Currently, hydroxyurea (HU) is the only FDA-approved drug highly recommended for treating sickle cell anemia. However, its efficiency varies among patients with sickle cell disease for unknown reasons. Given the high prevalence of SCD and some patients’ resistance to HU, there is an urgent need to identify alternative agents to prevent complications such as severe life-limiting pain and resultant end-organ damage.
This Iranian study focused on patients with SCD resistant to hydroxyurea and folic acid treatment, who experienced at least four painful crises per year requiring hospitalization. The study aimed to evaluate the effects of imatinib on painful crises and hematological features. The findings showed that imatinib consumption significantly reduced chronic pain without any significant changes in hematological variables. Furthermore, there was a considerable reduction in hospitalized patients with sickle cell disease treated with imatinib.

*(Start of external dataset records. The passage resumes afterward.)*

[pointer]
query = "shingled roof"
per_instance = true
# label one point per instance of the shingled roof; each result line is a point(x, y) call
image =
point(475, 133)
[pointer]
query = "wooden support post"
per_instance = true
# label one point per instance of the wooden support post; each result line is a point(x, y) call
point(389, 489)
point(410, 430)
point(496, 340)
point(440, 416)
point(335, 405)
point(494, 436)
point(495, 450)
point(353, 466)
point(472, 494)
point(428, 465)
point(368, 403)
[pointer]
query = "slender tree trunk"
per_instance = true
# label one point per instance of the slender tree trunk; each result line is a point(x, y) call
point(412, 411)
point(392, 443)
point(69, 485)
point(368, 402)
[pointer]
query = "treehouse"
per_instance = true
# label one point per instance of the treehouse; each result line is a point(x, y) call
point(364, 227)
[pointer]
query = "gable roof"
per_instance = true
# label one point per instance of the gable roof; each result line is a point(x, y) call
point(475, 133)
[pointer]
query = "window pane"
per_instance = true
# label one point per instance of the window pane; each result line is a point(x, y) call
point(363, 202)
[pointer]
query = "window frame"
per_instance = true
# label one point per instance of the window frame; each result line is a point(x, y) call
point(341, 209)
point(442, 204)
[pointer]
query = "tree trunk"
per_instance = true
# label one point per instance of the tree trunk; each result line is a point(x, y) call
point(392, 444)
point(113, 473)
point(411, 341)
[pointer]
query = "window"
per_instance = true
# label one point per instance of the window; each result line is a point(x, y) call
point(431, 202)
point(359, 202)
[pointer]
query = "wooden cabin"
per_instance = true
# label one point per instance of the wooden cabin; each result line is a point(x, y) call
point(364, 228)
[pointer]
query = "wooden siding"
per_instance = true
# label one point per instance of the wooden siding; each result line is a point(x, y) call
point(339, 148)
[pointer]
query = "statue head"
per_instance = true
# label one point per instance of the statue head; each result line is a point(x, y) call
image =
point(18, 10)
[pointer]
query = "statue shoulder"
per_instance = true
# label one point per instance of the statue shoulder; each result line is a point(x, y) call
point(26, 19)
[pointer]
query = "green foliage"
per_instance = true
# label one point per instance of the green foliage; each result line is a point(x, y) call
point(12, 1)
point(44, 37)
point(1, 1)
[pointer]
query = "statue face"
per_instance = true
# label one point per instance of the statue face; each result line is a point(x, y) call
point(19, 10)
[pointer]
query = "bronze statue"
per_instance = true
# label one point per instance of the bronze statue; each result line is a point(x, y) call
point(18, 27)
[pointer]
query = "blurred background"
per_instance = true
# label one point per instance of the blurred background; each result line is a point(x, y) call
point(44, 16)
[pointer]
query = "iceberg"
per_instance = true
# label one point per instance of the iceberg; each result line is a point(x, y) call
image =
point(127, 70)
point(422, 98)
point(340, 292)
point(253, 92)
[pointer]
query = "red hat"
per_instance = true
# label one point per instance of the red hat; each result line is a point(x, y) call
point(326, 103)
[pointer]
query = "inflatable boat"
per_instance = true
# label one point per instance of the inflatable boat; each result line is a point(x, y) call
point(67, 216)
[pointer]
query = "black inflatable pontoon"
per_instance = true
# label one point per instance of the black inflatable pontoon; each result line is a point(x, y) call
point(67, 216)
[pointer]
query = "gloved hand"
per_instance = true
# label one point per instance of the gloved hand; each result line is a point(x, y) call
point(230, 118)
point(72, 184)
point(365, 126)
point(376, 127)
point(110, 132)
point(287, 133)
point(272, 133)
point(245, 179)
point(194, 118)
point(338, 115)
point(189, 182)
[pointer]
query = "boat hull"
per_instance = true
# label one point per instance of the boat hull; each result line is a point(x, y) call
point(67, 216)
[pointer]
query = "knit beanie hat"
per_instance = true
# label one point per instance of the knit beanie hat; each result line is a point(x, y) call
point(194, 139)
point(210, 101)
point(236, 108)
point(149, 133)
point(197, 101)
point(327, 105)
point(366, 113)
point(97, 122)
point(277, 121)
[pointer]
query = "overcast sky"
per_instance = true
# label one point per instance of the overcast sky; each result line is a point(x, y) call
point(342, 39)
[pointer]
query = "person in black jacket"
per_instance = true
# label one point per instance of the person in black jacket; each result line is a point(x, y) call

Chronic pain, opioid use, and analgesic consumption decreased in these patients without significantly affecting hematological parameters. Imatinib use resulted in mild to moderate reversible side effects, which could be managed by reducing or discontinuing administration. Short-term toxicities of imatinib included superficial edema, muscle cramps, nausea, musculoskeletal pain, diarrhea, rash, fatigue, headache, abdominal pain, and joint pain in over 10% of patients.
Nonetheless, further research with larger sample sizes and varied therapeutic procedures is highly recommended.